The comparison suggests that both the low-code DISME platform and the traditionally
developed NexusBRaNT system offer commendable levels of usability. While the DISME
platform benefits from its low-code approach in terms of user-friendliness, the traditionally
developed NexusBRaNT system demonstrates its effectiveness in delivering a reliable and highly
usable system. These findings highlight the potential benefits of low-code platforms in terms of
ease of use and efficiency, while also acknowledging the strengths of traditional development
methods in achieving high usability standards.
5. Conclusions and future work
In this paper, we have presented an evaluation of our research efforts in developing a DEMO-
based Low-Code Platform, DISME, for rapid implementation of information systems. Specifically,
we evaluated the usability of an Information System for Cognitive Rehabilitation, NexusBRaNT,
implemented on DISME.
The usability of DISME was evaluated using both qualitative and quantitative methods. The
qualitative evaluation through the Think Aloud method provided valuable feedback on various
aspects of the platform, including task organization, interface design, and user experience.

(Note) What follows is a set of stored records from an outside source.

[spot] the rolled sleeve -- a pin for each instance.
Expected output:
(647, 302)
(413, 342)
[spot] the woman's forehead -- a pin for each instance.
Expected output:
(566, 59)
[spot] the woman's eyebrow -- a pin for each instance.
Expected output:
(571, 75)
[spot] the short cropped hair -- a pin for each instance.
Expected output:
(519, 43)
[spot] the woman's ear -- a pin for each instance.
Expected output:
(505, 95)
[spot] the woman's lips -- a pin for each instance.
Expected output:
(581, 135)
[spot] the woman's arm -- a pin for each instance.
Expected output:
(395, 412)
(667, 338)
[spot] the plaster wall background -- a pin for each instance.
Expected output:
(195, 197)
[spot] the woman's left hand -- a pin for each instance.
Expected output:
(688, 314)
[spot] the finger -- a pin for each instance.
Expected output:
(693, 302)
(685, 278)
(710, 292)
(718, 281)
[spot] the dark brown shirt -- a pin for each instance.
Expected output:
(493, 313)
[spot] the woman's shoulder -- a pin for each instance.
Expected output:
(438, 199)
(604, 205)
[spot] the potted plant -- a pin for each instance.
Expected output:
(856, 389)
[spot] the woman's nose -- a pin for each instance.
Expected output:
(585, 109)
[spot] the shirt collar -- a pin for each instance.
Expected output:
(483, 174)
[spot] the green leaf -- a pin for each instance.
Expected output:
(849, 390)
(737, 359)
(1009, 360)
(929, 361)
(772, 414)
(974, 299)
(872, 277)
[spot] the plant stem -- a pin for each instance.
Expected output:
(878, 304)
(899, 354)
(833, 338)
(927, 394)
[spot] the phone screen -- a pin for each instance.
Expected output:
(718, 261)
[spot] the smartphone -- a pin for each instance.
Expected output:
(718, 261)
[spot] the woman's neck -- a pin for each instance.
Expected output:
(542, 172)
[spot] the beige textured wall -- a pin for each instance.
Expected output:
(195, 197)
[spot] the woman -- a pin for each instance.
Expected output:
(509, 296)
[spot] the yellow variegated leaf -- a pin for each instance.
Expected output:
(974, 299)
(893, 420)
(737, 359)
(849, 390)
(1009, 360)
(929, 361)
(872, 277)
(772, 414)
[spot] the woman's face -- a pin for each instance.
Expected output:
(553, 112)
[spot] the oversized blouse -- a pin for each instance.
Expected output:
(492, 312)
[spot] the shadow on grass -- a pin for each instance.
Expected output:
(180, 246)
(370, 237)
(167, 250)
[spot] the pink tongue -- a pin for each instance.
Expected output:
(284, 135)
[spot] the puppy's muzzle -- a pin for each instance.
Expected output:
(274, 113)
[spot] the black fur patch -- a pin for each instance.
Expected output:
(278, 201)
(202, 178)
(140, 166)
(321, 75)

Participants found the platform engaging, intuitive, visually appealing, and user-friendly. Re-
finements were suggested, such as task grouping, improved filtering options, and automation
of data filling. The positive feedback reinforced the platform’s strengths and highlighted its
potential as a valuable tool in low-code development. The quantitative evaluation using the
System Usability Scale (SUS) confirmed these findings. Participants agreed that the platform was
user-friendly and supported their professional activities effectively, with the overall usability
score for DISME being calculated to be 89.25%.
As the main limitation, we identify the small sample size. Therefore, results must be inter-
preted with caution and generalizability of the findings may be limited.

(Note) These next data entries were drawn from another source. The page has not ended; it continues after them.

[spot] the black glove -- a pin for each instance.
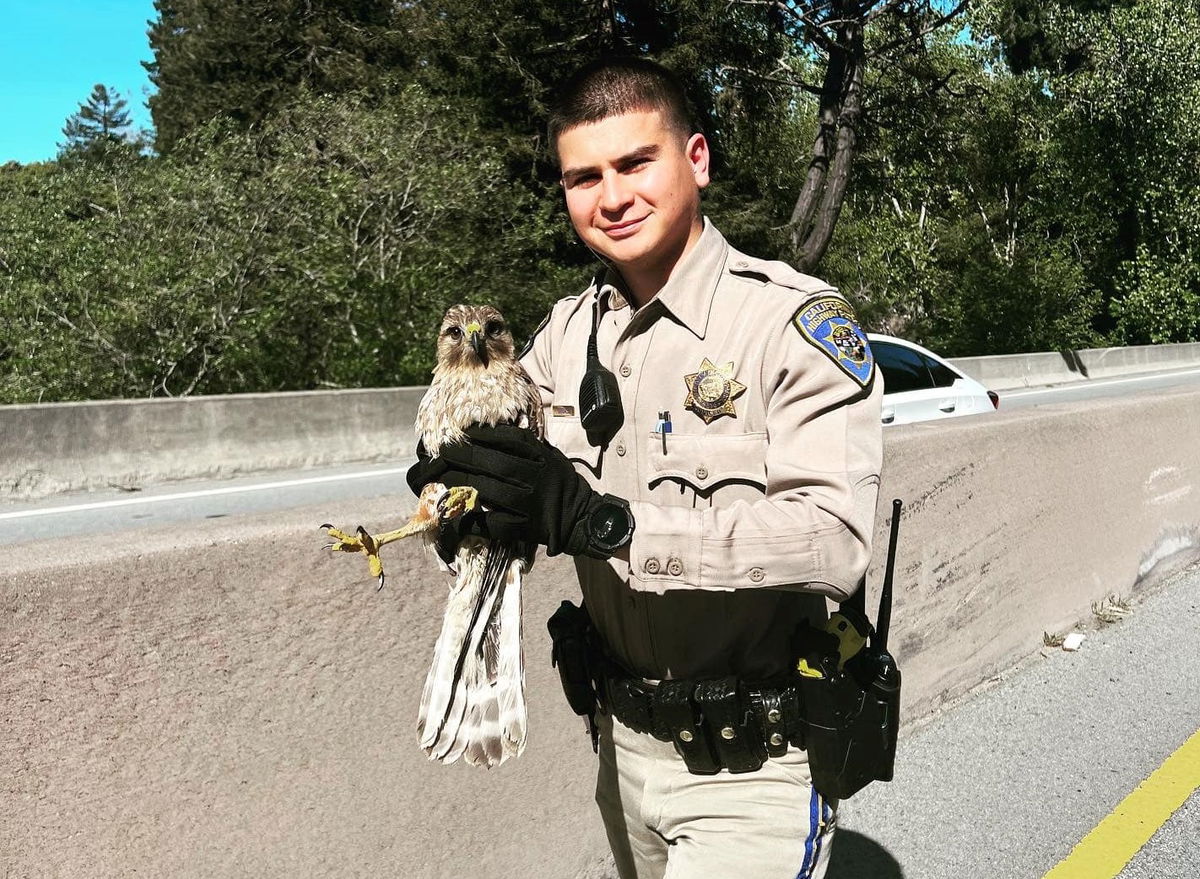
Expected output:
(531, 489)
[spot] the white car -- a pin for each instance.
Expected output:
(919, 386)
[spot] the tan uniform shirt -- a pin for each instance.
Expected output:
(763, 497)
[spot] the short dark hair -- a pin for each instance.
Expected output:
(610, 87)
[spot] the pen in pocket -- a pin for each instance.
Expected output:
(663, 428)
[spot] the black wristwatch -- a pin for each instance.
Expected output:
(610, 526)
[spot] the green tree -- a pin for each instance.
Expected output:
(247, 59)
(317, 250)
(101, 120)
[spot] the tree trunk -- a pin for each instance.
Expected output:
(819, 203)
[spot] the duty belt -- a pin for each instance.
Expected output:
(713, 723)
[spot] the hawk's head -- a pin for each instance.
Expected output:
(473, 335)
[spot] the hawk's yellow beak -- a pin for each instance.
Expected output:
(477, 341)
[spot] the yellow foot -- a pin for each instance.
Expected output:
(456, 501)
(437, 503)
(360, 543)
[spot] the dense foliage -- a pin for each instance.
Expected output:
(329, 175)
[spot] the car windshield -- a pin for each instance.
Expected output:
(905, 369)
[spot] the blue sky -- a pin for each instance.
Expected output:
(51, 55)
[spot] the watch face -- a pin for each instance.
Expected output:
(610, 526)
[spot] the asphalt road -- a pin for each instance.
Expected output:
(119, 509)
(1098, 388)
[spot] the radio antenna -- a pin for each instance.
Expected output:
(883, 622)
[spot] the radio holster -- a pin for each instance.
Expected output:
(575, 655)
(851, 692)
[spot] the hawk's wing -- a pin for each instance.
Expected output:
(531, 402)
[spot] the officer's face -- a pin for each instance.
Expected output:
(633, 190)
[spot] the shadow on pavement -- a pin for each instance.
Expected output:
(856, 856)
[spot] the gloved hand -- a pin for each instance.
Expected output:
(529, 489)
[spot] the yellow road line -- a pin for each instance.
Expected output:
(1104, 853)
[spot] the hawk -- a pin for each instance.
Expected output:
(473, 704)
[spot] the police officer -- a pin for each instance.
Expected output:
(736, 492)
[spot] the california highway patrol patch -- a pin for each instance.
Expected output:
(712, 390)
(829, 323)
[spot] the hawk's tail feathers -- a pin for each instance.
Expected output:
(510, 673)
(461, 610)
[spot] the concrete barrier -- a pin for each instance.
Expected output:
(83, 446)
(229, 700)
(52, 448)
(1007, 371)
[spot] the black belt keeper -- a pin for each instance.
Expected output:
(731, 725)
(676, 711)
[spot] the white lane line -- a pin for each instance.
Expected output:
(1097, 383)
(205, 492)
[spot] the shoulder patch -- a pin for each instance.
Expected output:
(829, 323)
(533, 336)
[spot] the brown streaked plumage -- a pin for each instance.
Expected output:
(473, 703)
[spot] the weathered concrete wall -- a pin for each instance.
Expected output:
(231, 700)
(1053, 368)
(64, 447)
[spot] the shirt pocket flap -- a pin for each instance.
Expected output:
(705, 460)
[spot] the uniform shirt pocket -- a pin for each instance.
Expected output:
(567, 435)
(707, 462)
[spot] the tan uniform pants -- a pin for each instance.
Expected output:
(665, 823)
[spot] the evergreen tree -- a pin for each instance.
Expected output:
(245, 59)
(101, 120)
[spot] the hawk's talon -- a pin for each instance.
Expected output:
(456, 502)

In conclusion, our research has contributed to improving usability of low-code platforms
by evaluating the usability of an information system for cognitive rehabilitation implemented
on a DEMO-based low-code platform. The results demonstrate the potential of DISME to
allow impressive gains of effectiveness in software development, while achieving high levels of
usability.
As future work we foresee additional evaluations in the context of new implementations in
other scenarios, continuous refinement of DISME, including support for collaborative modelling
and development. With ongoing efforts, we envision DISME becoming an invaluable tool for
rapidly developing effective and user-friendly information systems in various domains.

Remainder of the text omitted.